A core of fresh bovine vitreous is carefully removed with a trephine and injected with PBS (sham), purified trypsin, trypsin (TRYP) plus mimics , or mimics alone. The mimics were designed to bind hyaluronan (GAH), collagen type II (WYR) or both hyaluronan and collagen type II (WYR/GAH). Samples are incubated at 4 degree overnight and their viscoelastic properties measured using a rheometer. Morphological analysis is performed by deep-etch electron microscopy (DEEM).

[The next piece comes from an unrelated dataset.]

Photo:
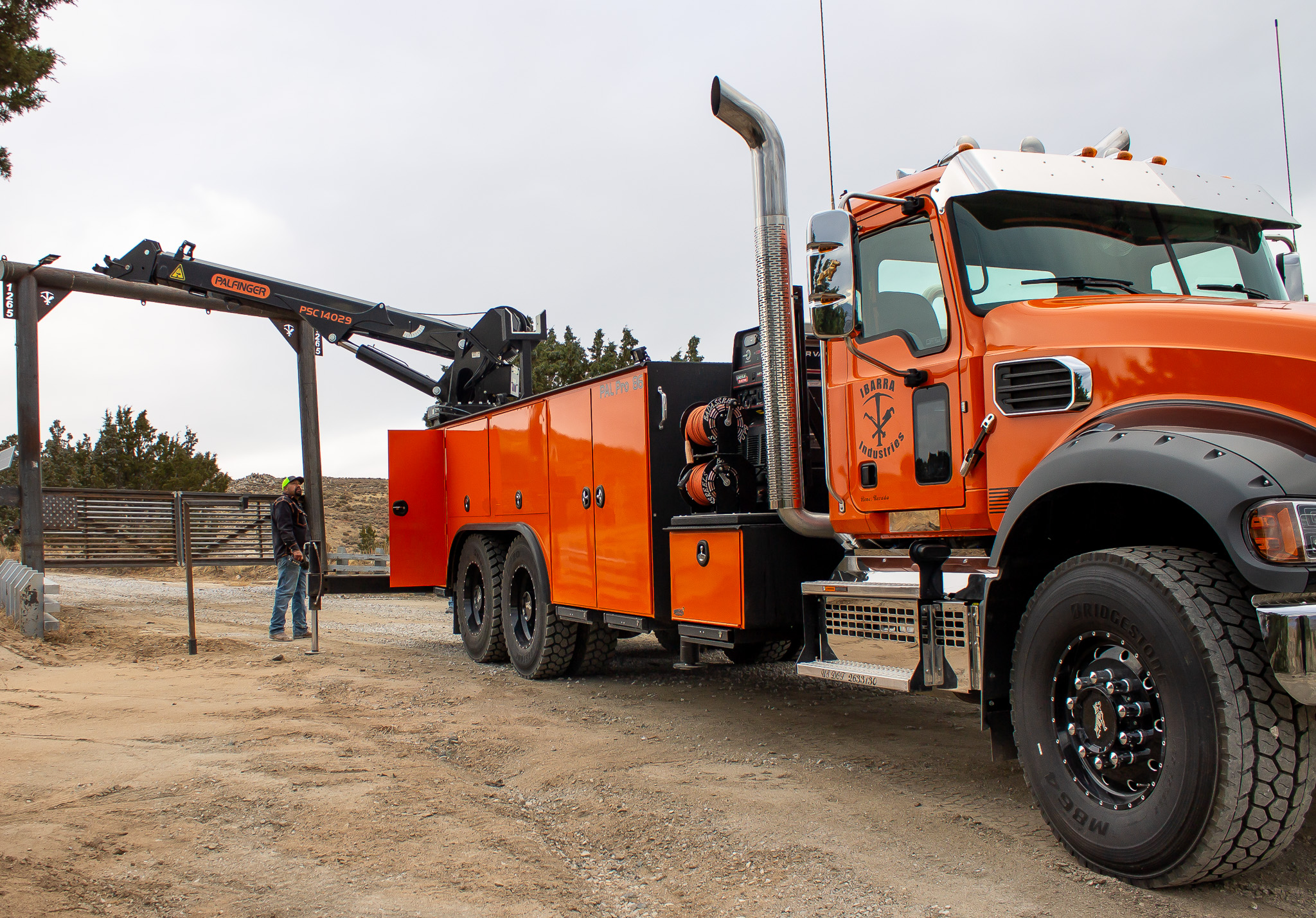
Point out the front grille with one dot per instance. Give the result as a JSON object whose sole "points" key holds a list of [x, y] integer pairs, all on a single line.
{"points": [[950, 626], [1024, 387], [878, 622]]}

Trypsin-treated vitreous had a significant, 50% decrease in storage modulus (stiffness) relative to untreated and PBS--sham samples. The stiffness of vitreous samples pre-treated with trypsin is completely restored by addition of each of the three proteoglycan mimics. Vitreous treated with proteoglycan mimics alone also shows a tendency toward increased storage modulus but this was not statistically significant (figure 1). In trypsin-treated vitreous DEEM showed thinner, more discontinuous fibrils, decreased “knobby” projections and increased open space. Analysis by DEEM of trypsin- and mimic-treated vitreous is in process.
Synthetic proteoglycan mimics restore the physical properties of degraded vitreous and may have clinical applications for prevention of age-related retinal damage. In vivo examination of the safety and stability the mimics in the vitreous is warranted.